Early in June Apple held its annual Worldwide Developer Conference in San Francisco. Around the same time each year, Apple invites developers from all over the world to attend a week-long conference where thousands of Apple employees are available to help developers make better apps. Better apps, gives consumers more of a reason to buy Apple devices over the competition, which in turn boosts revenue for Apple.
Since the release of the iPhone, at these yearly conferences Apple has revealed the next version of iOS. And recently it started showing off the next version of OS X. This year was no different.
Apple’s CEO Tim Cook took to the stage and with the help of executive Craig Federighi and unveiled what amounts to the biggest update to iOS since it launched. And some would argue this is a pretty big update for OS X as well.
iOS 8 as it’s officially called, continues the same design approach found in iOS 7 with its flat user-interface. But more importantly, iOS 8 brings with it a new level of openness to the platform.
Not open in the same sense of what Android users scream as a battle cry every time someone challenges their platform of choice, but more open in the sense that for the first time in the history of iOS, third-party apps will be able to actively communicate with one another.
The current method forces users to bounce around between apps, often times leading to a clunky user-experience and the user forgetting where he or she started.
In addition to better content sharing between apps, users will also find widgets (YES!) in the notification pane. Developers will be able to place a widget in the notification panel (with your permission) that will allow you to take action, without even having to launch the app.
Then there’s a new HealthKit app that will track all of your health stats from third-party hardware and aggregate it into one convenient place on your behalf. Partnerships with hospitals and the likes of the Mayo Clinic can then monitor your health data, and if something is outside of your doctor’s guidelines, alert your doctor and provide you with instructions.

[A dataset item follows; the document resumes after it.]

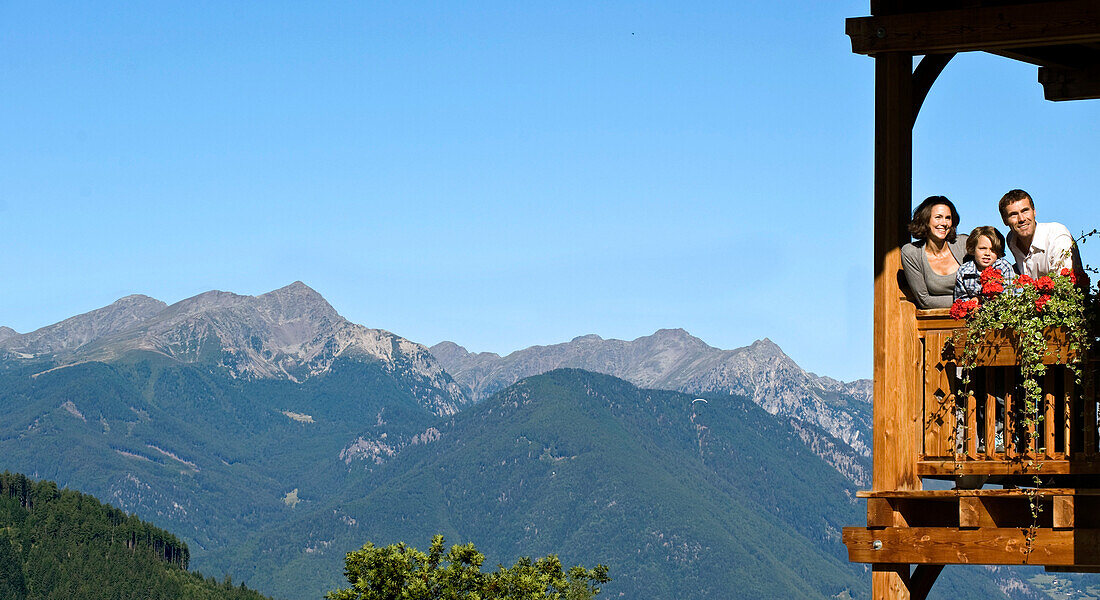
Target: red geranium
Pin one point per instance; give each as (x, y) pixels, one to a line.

HomeKit allows for better control over home automation products; all from within one single app. Messages now offers better control over conversations, complete with location sharing. The camera has new features and modes; the list keeps on going.
OS X 10 Yosemite, as Apple calls it, brings the same design flavor first launched with iOS 7 to your Mac. The flat user-interface, with transparent menu and side bars to complete the look. There’s an improved notification center that will also see the use of widgets allowed. Safari has a brand new look and snappier feel to it.
But what’s perhaps the most appealing aspect of both updates is found in a feature Apple is calling Continuity.
Continuity uses low-energy Bluetooth 4.0 to link your iOS and OS X devices together. In most instances, as long as your Mac and iOS device uses the same iCloud account and is connected to the same Wi-Fi network, Continuity will work.
So what is Continuity? Think of it as a method for turning your Mac into an extension of your iOS device, and your iOS device into an extension to your Mac.
A good example of this would be those times you find yourself composing an email on your iPhone, with your Mac sitting right in front of you. Saving the message as a draft, and then launching Mail and navigating to the message is somewhat time consuming. With Continuity, your Mac will recognize you’re nearby and display a small email icon on your screen. Clicking the icon will close the email app on your iPhone, while at the same time launching the email app on your Mac, with the partially composed email ready for you to finish.
The same two-way handoff extends beyond just email. You can also expect to see the same thing when browsing a web page in Safari, text messaging with someone who doesn’t have an iOS device (yes, that means you can send text messages from your Mac), place and receive calls from your Mac, or create an instant hotspot with a click of a button on your Mac. Best of all, it’s not limited to just a Mac and iOS device. The same features can be carried out from an iPhone to iPad or vice-versa.
This constant communication between your Apple devices regardless of what device you start a task on, you have the option of finishing it on the best device for you.
There’s so much more within iOS 8 and OS X Yosemite I can’t hardly cover it all here on this single page, let alone this entire issue.